Specific prompt: 'STM32G431 MCU. Add a DRV8313 three-phase gate driver connected to the MCU timer outputs for a small BLDC motor. Power input is 12V; add a buck converter to 3.3V for the MCU. Add bulk and decoupling capacitance on the 12V rail, and a 3-pin motor connector plus a 2-pin power connector.'

Here the buck (not an LDO) is the right call because you are stepping 12V down to 3.3V and an LDO would burn that drop as heat. Saying 'buck' in the prompt is the difference between a sensible power tree and a regulator that cooks itself.

Vague prompt: 'RP2040 board with USB.' You will likely get a bare MCU and a connector, missing the support parts an RP2040 actually needs to boot.

Specific prompt: 'RP2040 MCU with its required QSPI boot flash (W25Q128). USB-C connector for power and data, with CC pull-down resistors and the data lines routed to the RP2040 USB pins.
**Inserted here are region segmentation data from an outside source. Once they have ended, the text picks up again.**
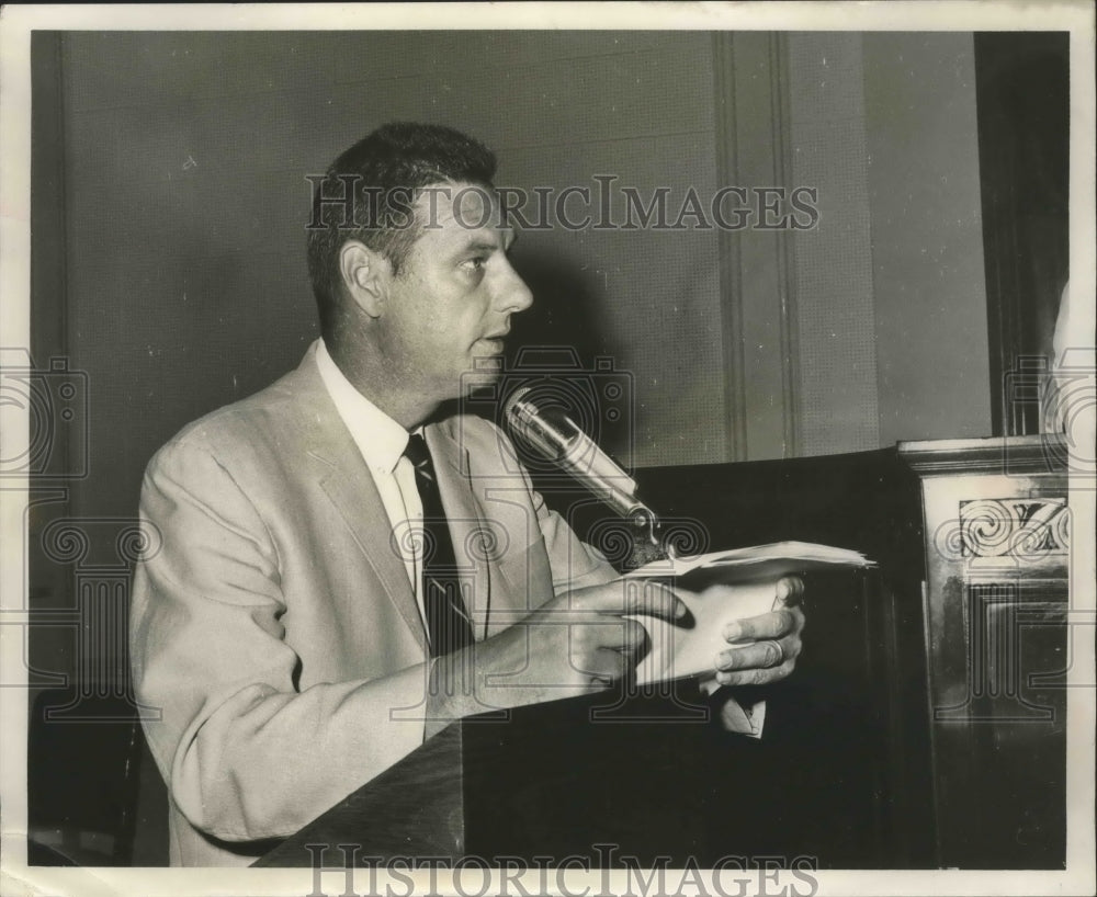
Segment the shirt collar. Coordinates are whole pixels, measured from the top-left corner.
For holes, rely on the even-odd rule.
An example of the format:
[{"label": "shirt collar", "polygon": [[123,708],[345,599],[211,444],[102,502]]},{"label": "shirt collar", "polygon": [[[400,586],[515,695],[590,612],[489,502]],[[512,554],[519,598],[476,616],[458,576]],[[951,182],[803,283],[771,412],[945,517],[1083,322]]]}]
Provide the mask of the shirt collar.
[{"label": "shirt collar", "polygon": [[408,431],[358,391],[328,354],[324,340],[316,341],[316,366],[370,469],[392,474],[408,444]]}]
Power input is 5V from USB-C; add a 3.3V LDO. Include the crystal, decoupling caps, a BOOTSEL button to GND, and a reset button.'

Naming the boot flash, the crystal, and BOOTSEL is what turns this from a block diagram into a board that comes up. These are easy to forget in a vague prompt and obvious to include once you are listing constraints deliberately.

The first draft is a conversation starter. When something is missing, add it with a short, specific instruction rather than rewriting the whole prompt. The tool edits the existing schematic instead of starting over.

Good refinements read like bench notes: 'add 4.7k I2C pull-ups on SDA and SCL', 'add a 3.3V LDO from the 5V USB input', 'change the regulator to a buck converter', 'add a 100nF decoupling cap per VDD pin', 'add a test point on the 3.3V rail'.

Each follow-up is a small, reviewable change. This is far easier to verify than a giant regenerated schematic, and it keeps the parts you already approved intact. Iterating one constraint at a time is the fastest path to a clean draft.

An AI draft is a hypothesis about your circuit, not a verified design. Two checks catch most issues before they reach layout.

First, run ERC and DRC. Electrical rule checks flag unconnected pins, conflicting outputs, and power nets with no driver. These are exactly the mistakes a generated schematic can introduce, and they take seconds to surface.

Second, import real parts. Swapping a generic placeholder for an actual LCSC, DigiKey, or Mouser component pulls in the real pinout and footprint. If a connection was made against an assumed pinout that does not match the real part, this is where you find out, before the board is fabbed.

When the schematic checks out, export to KiCad and move on to layout and routing in your usual flow. ProtoFlow handles schematic capture; it does not route boards or run SPICE, so layout, simulation, and signal integrity stay in the tools you already use.

Fill in the brackets and delete what does not apply. It maps directly onto the five-part structure above.

'Core: [MCU/IC, e.g. ESP32-S3-WROOM-1]. Peripherals: [device + interface, e.g. BME280 on I2C; W25Q128 SPI flash; USB-C for data]. Power: input is [voltage + source, e.g. 5V from USB-C]; generate [rail, e.g. 3.3V] using [LDO or buck]. Constraints: [decoupling on all supply pins; pull-ups on I2C; test points on 3V3 and GND; ESD protection on USB; connectors: ...]. Use these specific parts where noted: [part numbers / LCSC C-numbers].'

Keep it as a snippet and adapt it per project. Once the structure is muscle memory, you will write prompts that produce buildable drafts on the first or second try, then let ERC, DRC, and real-part import do the final confirming.